Così l’assessore provinciale con delega all’Informatica, Carlotta Gaiani, ha riassunto con soddisfazione i primi risultati di un progetto pilota cofinanziato dalla Regione e dal Cnipa, per la gestione delle pratiche di Sportello Unico delle Attività Produttive (Suap) in modalità digitale. Progetto che ha visto la Provincia nel ruolo di coordinamento, con il coinvolgimento dei Comuni di Argenta, Cento, Codigoro, Copparo e Ferrara, in collaborazione con le associazioni di categoria Cna, Ascom, Confartigianato e Confesercenti e in accordo con la Camera di Commercio.
Il progetto prevede in primo luogo la possibilità per le imprese, o le loro organizzazioni di riferimento, di inviare istanze e comunicazioni agli sportelli unici per via telematica, in linea con le indicazioni di legge introdotte nel giugno 2008 e contemperando anche le innovazioni normative introdotte in sede regionale.
L’iniziativa si inserisce in un ampio ed articolato progetto regionale denominato Progetto di Sistema a rete, che prevede la realizzazione di servizi digitali in numerosi ambiti di intervento delle pubbliche amministrazioni locali.
Il territorio ferrarese ha scelto di dedicare risorse ed energie al mondo delle imprese e delle loro rappresentanze, confermando ed incrementando il suo impegno per la semplificazione delle procedure e l’uniformità della modulistica a livello provinciale, la digitalizzazione dei sistemi di invio e gestione delle pratiche, la costruzione di una rete di accordi e collaborazioni con gli altri enti ed organizzazioni coinvolti. Obiettivi perseguiti dal coordinamento provinciale degli sportelli unici, con il supporto del servizio informatico della Provincia e degli operatori comunali Suap e informatici.
A breve sarà possibile inviare le pratiche anche al Comune di Bondeno, che da subito ha supportato e coadiuvato l’attività del gruppo di lavoro inter-ente impegnato nel progetto.
Le pratiche inviate durante la fase di sperimentazione sono valide a tutti gli effetti e nella maggior parte dei casi non si limitano alle comunicazioni in materia commerciale, ma comprendono al loro interno adempimenti relativi agli scarichi idrici, alle emissioni in atmosfera, al rumore, alla notifica alimentare, ecc.
“Tutti i procedimenti – ha spiegato l’assessore Gaiani – sono stati uniformati da parte del gruppo di lavoro formato dai vari soggetti coinvolti, con evidenti vantaggi per gli utilizzatori del sistema ed è stato inoltre attivato il coinvolgimento nella sperimentazione degli enti competenti, come Hera, Cadf e Ausl”.
Il prossimo passo, per aumentare la tipologia di pratiche da inviare in modalità digitale con la collaborazione delle associazioni di categoria, sarà la messa a disposizione di quelle relative ad artigianato e pubblici esercizi.
Sono inoltre già stati predisposti sul sistema oltre 70 procedimenti in materia di edilizia, ambiente, sanità e sicurezza, che dovranno essere messi in produzione con il coinvolgimento degli ordini e collegi professionali e dei professionisti, che tradizionalmente istruiscono per le imprese questa tipologia di pratiche.
La banca dati, contenente al momento oltre 140 procedimenti, è stata fornita alla Regione Emilia-Romagna quale modello per il riuso da parte delle altre amministrazioni che utilizzeranno il sistema regionale.
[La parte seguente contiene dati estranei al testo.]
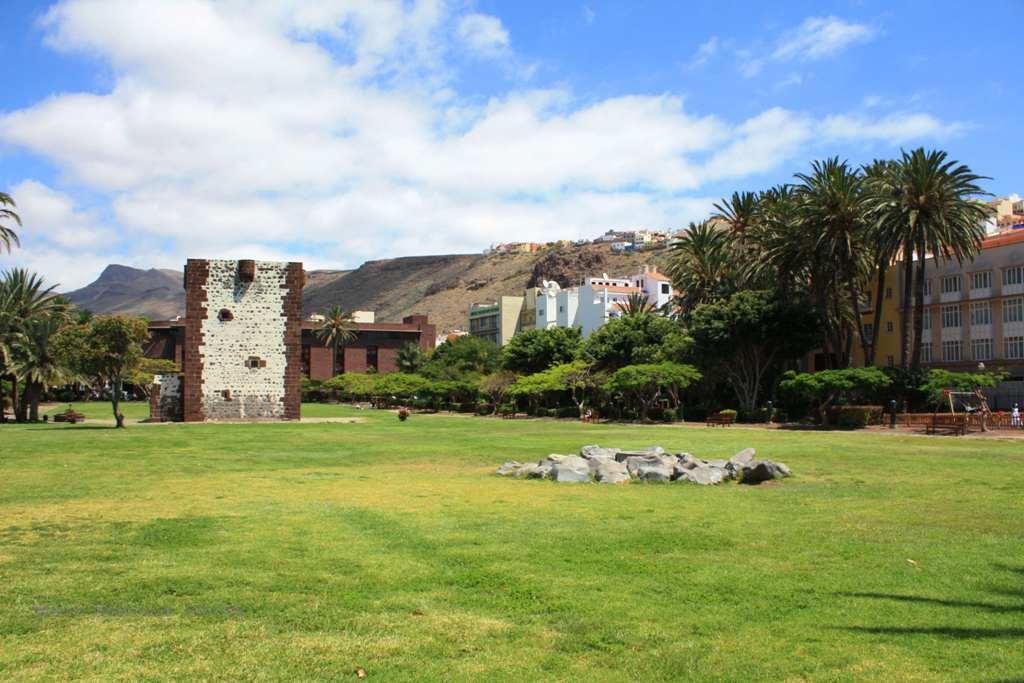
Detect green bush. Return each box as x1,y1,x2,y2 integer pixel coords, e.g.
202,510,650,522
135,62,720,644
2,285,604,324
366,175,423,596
718,409,738,419
556,406,579,419
830,405,883,429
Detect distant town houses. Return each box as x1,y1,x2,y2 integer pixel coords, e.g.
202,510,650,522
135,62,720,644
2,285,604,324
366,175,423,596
987,194,1024,233
484,228,675,256
467,264,676,345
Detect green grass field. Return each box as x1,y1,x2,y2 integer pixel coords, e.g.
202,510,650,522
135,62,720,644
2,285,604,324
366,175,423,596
2,404,1023,681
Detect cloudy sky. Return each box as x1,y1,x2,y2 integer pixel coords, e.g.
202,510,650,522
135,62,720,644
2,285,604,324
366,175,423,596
0,0,1019,290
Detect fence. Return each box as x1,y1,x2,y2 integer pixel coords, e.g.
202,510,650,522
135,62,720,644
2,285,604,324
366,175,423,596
895,412,1023,431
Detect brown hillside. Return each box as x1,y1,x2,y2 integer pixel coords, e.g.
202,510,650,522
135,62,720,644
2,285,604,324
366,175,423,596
65,246,671,334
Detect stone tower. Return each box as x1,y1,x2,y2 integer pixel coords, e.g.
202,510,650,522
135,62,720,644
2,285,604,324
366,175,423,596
174,258,304,421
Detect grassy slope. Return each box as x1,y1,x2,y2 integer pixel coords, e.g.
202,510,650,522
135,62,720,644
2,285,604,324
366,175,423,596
2,406,1023,681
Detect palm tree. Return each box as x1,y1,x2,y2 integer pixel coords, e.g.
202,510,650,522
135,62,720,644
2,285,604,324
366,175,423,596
616,293,657,317
315,305,358,376
0,269,65,421
667,221,737,314
884,149,992,369
0,192,20,253
792,158,872,367
17,312,74,421
861,159,905,366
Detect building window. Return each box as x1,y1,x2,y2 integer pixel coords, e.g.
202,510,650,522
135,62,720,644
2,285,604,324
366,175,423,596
971,338,993,361
923,279,932,297
1004,297,1024,324
941,304,961,328
920,342,932,363
971,271,992,290
922,310,931,331
941,275,961,294
886,355,894,367
885,286,892,299
1004,266,1024,287
970,301,991,326
366,346,378,371
559,305,564,313
537,309,544,317
886,321,893,333
863,323,874,340
661,283,670,294
942,340,962,362
1006,336,1024,360
244,356,265,369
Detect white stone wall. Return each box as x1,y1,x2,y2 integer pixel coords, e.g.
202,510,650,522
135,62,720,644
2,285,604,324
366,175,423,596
152,373,182,421
199,260,289,419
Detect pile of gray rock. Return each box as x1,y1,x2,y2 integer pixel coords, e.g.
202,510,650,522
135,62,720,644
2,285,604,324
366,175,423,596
496,445,790,485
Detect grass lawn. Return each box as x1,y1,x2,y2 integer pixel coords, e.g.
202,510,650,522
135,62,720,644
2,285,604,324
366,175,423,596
2,404,1023,681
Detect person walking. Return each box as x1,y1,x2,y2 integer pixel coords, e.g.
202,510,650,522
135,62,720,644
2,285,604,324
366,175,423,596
1012,403,1021,428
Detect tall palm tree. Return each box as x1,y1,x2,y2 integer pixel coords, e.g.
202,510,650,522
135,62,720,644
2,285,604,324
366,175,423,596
616,293,657,317
884,149,992,369
17,311,74,421
793,158,872,367
0,269,65,421
315,305,358,376
667,221,737,314
861,159,905,366
0,192,21,253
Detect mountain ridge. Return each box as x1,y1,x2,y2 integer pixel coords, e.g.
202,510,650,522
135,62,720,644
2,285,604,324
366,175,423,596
63,247,668,333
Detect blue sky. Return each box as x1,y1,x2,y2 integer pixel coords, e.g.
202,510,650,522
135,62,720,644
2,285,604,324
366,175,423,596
0,0,1020,289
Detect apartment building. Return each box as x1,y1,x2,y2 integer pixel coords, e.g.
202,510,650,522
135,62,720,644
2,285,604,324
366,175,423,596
468,296,525,346
856,230,1024,380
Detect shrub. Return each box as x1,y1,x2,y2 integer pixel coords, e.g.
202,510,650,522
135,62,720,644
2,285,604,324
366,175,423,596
556,406,579,419
397,407,410,422
718,408,738,419
830,405,884,429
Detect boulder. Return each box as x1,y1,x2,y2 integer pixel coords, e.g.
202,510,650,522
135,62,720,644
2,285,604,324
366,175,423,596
530,462,553,479
552,455,591,483
774,462,791,478
706,459,729,469
496,461,523,476
590,458,631,484
580,445,620,460
625,454,674,482
516,463,542,478
615,446,665,463
684,465,725,486
729,448,756,467
739,460,780,484
677,453,703,470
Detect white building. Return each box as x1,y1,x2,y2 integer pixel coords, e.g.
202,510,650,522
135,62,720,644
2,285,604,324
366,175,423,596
521,265,674,338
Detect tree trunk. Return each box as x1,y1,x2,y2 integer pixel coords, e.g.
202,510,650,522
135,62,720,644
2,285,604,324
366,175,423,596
112,376,125,428
11,375,23,423
868,263,887,366
21,381,42,422
900,245,913,368
911,244,927,371
849,278,869,367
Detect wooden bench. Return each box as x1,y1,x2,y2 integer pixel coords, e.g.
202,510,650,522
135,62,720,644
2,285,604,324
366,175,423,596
706,412,735,427
925,413,967,436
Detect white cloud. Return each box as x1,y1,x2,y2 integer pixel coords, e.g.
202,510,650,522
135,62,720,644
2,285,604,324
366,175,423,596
739,15,875,78
773,16,875,62
0,1,962,291
457,13,509,58
688,36,719,69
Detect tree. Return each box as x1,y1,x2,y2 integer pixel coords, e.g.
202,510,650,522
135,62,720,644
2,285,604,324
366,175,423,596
1,269,65,422
547,360,604,418
603,362,701,421
689,290,821,415
323,372,380,401
376,372,430,403
777,367,892,424
315,306,358,375
131,357,179,397
500,326,581,375
580,314,691,370
882,149,992,369
919,369,1006,410
0,192,20,253
667,220,738,315
478,371,518,412
57,315,149,428
396,343,427,374
617,293,656,317
17,311,75,421
422,335,500,380
793,158,873,366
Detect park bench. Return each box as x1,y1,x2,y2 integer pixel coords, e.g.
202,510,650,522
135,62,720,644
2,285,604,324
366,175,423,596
925,413,967,436
705,412,734,427
52,408,86,424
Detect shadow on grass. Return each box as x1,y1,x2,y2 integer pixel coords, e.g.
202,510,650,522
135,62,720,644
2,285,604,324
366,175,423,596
836,564,1024,640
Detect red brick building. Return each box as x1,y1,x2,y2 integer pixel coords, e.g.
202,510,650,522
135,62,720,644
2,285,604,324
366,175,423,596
148,313,435,382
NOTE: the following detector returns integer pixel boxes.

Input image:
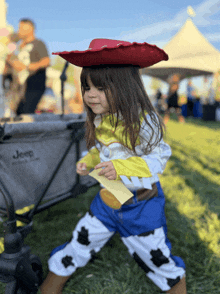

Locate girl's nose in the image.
[88,88,97,97]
L’intero percorso è stato condiviso con la Camera di Commercio di Ferrara, con la quale sarà sottoscritto un protocollo d’intesa per il raggiungimento di risultati concreti e misurabili di semplificazione amministrativa e innovazione tecnologica, riducendo gli aggravi burocratici subiti dalle imprese che si interfacciano con la pubblica amministrazione.
“Un lavoro importante – è stato il commento dell’assessore comunale di Ferrara, Chiara Sapigni – perché ha visto il confronto dei Comuni coinvolti per risolvere insieme gli stessi problemi, nella interessante prospettiva di estendere questa esperienza positiva all’intero territorio provinciale”.